Movie Review: Walk the Line

Walk the Line, the new biopic about Johnny and June Carter Cash, is loaded with music, family drama, drug abuse, sentiment, comedy and tragedy. But it’s not about any of those things.

Talent, fame and riches didn’t protect country music’s best-known couple from the blows that afflict us all. Just like us, they seemed to spend their lives alternately rebelling against and trying to live up to their parents’ expectations. Director James Mangold’s depiction of the first half of Cash’s life and his relationship with June Carter is, first, about the security-blanket-cum-straitjacket of family. But most fundamentally it’s a story of the simultaneously confounding and uplifting, devastating and salvational power of love.

As depicted here, the young Cash tries to be a good husband to his wife Vivian (the effective Ginnifer Goodwin making the best of a fairly thankless role) and daughters, but as his career takes off and he spends more time on the road his abuse of pills and alcohol turns him into an unpredictable, staggering jerk. Yet his friendship with June Carter, deepening as they tour together, turns gradually and inexorably into the true love which ultimately saves the volatile Cash from himself and the upright Carter from her unfulfilling marriages.

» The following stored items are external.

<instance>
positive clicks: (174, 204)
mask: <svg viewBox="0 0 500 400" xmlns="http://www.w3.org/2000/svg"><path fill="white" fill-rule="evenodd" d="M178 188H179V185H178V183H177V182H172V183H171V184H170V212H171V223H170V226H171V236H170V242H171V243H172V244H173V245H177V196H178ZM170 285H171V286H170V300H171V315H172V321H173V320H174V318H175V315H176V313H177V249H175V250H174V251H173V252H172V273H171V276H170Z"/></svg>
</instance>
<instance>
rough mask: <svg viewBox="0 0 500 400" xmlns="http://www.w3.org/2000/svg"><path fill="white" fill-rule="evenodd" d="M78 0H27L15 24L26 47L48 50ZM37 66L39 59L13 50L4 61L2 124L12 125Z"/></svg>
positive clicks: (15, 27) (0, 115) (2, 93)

Joaquin Phoenix transforms with gusto first into the awkward young singer and thence into the fabled Man in Black whose common touch and unearthly deep voice made him the Everyman of American music. Though Phoenix pushes the mannerisms a little too far at times, he convinces us that he is the tortured soul who could, in the climactic scene, connect deeply with a crowd of prisoners at the famous 1968 Folsom Prison concert. Reese Witherspoon, in spite of looking a little too young and fresh towards the end, is miraculous as June Carter Cash, who gave as good as or better than she got, stuck by her friend in need, and just happened to write “Ring of Fire” along the way.

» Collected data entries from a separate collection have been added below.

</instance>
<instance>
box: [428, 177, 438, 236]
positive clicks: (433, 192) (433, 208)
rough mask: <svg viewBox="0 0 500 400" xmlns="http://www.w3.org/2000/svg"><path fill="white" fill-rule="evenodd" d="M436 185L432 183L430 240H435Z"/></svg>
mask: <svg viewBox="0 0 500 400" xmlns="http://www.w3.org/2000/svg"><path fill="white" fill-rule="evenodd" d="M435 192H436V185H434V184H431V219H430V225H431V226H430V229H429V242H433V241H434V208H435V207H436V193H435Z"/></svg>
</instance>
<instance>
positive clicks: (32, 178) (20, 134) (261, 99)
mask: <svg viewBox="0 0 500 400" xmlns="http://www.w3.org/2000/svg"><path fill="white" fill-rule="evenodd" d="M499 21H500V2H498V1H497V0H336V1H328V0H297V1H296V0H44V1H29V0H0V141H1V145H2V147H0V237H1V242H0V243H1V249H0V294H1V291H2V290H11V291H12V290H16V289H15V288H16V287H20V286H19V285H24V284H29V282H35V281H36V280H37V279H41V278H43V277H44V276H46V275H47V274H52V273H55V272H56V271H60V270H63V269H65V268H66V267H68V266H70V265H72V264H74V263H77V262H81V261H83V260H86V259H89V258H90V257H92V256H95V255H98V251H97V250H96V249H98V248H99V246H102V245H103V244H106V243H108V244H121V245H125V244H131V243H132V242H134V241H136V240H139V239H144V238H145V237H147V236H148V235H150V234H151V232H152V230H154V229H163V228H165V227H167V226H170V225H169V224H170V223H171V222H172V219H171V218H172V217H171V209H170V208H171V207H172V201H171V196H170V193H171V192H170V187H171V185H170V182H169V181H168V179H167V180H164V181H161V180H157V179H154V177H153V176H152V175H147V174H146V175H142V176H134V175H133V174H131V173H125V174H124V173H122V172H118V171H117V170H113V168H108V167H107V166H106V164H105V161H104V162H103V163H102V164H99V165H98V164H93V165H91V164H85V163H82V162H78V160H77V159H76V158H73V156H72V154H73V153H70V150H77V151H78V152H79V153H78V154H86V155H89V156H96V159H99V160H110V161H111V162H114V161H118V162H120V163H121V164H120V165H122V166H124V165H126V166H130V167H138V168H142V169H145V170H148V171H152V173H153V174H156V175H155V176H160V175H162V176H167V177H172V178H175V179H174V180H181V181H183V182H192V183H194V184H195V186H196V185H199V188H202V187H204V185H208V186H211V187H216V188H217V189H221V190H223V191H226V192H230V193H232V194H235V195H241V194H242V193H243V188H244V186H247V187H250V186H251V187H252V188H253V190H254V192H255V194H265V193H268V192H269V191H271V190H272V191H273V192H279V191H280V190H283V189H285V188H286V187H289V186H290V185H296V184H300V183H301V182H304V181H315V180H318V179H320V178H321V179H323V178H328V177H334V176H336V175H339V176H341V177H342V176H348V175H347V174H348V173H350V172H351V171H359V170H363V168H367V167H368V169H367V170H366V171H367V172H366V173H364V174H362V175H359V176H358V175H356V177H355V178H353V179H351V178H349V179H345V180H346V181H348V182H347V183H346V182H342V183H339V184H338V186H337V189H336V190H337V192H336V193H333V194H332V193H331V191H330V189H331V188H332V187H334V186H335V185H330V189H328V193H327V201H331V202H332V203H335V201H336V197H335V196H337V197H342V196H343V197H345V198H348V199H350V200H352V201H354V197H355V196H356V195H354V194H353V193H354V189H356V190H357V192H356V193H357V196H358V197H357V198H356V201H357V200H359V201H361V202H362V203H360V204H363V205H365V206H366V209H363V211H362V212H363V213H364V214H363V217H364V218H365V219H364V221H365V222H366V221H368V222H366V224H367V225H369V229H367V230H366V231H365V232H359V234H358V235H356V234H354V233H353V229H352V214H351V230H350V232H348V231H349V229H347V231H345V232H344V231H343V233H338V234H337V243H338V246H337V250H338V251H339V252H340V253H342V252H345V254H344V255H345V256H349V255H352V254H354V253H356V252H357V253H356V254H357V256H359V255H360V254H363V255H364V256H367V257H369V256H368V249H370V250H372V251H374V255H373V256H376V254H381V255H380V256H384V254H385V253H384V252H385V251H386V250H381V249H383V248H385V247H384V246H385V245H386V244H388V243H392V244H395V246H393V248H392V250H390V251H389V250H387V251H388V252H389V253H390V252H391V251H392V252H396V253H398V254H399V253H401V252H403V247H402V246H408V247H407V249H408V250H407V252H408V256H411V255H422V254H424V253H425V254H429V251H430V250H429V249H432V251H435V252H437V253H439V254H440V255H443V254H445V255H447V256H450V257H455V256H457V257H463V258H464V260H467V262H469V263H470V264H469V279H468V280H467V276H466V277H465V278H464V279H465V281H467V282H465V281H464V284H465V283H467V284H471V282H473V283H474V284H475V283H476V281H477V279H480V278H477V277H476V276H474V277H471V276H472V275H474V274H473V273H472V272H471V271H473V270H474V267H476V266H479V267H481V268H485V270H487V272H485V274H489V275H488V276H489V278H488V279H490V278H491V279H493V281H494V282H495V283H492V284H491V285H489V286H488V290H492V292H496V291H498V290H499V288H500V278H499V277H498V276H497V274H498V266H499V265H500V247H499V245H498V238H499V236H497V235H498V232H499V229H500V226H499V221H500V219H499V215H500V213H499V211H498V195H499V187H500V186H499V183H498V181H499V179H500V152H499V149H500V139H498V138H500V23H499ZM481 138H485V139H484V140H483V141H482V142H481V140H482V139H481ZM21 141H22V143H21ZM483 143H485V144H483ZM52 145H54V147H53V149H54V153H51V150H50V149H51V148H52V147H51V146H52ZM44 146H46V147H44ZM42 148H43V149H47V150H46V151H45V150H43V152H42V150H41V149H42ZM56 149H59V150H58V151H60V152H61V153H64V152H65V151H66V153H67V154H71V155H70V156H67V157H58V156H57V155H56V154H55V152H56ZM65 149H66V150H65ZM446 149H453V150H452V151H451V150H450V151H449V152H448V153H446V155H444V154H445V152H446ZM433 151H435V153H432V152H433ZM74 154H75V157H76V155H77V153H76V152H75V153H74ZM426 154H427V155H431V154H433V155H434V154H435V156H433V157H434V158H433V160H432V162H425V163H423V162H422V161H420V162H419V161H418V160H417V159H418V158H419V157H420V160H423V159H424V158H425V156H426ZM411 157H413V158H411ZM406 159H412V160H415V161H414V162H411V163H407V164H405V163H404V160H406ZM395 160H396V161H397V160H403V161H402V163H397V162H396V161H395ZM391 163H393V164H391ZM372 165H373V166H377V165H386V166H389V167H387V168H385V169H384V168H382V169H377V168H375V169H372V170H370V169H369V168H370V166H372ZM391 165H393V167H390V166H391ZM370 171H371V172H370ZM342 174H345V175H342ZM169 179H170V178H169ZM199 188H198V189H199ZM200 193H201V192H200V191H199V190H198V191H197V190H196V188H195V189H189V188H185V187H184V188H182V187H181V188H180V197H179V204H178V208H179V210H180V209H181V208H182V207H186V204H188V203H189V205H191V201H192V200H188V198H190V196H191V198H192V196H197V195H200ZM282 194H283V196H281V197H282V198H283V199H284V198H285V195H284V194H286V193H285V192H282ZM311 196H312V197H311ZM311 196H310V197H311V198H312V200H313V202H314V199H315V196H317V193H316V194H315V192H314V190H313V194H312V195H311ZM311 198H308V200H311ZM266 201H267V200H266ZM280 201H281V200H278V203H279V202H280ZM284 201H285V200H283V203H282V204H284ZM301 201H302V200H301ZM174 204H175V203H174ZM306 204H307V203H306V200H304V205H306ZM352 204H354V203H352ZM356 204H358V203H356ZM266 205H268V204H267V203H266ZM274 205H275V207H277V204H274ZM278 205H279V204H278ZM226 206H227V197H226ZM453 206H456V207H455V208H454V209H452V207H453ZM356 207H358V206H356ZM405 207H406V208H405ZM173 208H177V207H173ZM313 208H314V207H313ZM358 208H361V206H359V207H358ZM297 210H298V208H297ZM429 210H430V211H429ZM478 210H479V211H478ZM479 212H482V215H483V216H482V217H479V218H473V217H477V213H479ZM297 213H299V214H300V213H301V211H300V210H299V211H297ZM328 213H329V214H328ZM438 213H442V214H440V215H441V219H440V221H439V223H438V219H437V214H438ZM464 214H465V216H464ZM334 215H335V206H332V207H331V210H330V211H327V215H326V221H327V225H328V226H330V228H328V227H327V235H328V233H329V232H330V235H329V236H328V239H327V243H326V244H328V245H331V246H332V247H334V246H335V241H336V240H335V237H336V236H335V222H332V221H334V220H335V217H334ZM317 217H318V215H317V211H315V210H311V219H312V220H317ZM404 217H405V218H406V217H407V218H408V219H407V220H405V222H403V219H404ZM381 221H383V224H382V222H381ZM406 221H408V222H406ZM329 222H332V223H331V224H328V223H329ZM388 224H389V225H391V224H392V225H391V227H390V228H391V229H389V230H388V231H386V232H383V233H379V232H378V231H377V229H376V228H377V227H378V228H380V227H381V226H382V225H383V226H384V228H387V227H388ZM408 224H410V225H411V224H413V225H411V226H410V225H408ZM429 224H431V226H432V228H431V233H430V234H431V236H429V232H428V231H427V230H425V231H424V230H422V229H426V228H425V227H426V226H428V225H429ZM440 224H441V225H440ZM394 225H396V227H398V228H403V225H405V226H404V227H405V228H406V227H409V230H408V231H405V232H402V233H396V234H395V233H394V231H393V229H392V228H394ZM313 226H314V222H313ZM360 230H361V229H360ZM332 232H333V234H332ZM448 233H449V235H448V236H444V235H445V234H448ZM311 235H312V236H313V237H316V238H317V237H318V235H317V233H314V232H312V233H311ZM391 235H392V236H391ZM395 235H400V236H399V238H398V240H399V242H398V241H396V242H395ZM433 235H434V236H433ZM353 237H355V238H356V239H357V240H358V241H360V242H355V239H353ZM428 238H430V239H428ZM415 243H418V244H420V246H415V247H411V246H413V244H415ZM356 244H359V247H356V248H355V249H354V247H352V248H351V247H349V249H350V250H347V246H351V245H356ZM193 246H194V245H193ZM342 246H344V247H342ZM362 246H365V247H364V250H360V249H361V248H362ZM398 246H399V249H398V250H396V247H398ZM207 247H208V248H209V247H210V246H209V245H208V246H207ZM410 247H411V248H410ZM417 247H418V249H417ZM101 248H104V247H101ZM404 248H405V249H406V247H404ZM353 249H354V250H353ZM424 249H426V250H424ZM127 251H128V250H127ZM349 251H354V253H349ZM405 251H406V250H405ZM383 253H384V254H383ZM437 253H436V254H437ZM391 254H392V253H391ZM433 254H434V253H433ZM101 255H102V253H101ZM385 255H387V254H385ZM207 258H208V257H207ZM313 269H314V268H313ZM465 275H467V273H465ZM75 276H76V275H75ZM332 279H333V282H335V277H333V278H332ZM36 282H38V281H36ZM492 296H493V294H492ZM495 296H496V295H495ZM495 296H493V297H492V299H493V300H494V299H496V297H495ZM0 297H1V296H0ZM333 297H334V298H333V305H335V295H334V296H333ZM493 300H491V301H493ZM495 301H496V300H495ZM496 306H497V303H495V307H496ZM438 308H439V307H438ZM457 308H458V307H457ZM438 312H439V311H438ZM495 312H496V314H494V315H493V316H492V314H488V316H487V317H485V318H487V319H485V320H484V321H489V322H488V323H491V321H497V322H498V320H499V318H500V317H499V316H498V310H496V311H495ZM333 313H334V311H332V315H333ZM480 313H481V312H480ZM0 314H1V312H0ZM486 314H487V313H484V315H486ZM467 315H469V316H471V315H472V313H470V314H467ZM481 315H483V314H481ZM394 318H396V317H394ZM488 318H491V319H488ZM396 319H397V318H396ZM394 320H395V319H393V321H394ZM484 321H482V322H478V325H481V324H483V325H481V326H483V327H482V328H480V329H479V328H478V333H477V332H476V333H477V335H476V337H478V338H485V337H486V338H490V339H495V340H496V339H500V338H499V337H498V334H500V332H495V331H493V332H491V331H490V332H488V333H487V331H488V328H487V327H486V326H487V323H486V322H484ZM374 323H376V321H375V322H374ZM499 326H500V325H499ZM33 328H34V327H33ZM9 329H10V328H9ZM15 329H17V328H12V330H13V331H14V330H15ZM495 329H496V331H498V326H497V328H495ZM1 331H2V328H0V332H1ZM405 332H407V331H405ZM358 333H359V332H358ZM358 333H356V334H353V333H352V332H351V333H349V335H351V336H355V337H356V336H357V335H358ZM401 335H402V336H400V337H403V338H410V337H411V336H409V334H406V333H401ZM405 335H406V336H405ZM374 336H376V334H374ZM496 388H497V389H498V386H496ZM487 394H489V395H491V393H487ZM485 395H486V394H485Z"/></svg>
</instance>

Especially notable in the excellent supporting cast are Robert Patrick as the senior Cash – a seething tower of repressed rage – Dallas Roberts as legendary producer Sam Phillips, and Ridge Canipe and Lucas Till as 12-year-old Johnny and his brother Jack. (It’s amazing how good child actors are these days.) T-Bone Burnett’s ghostly, Doors-like score knits the scenes together, the actors do a good job singing the classic songs, and Mangold’s directing style is to stay out of the way and let the taut script and good acting tell the story. And that’s what this is: nothing too fancy, just a damn good yarn. True, it’s about famous people, but their struggles illuminate our own. The songs which Johnny Cash and the Carter Family before him sang so plainly and richly did the same – and still do, if we take the time to listen. When it comes down to it it’s all about love – its presence, its absence, the troubles it makes for us and the rescues it alone can effect. Not just interesting, the story this movie tells so well might even serve as an inspiration to aspiring singers, songwriters, couples, and struggling human beings everywhere.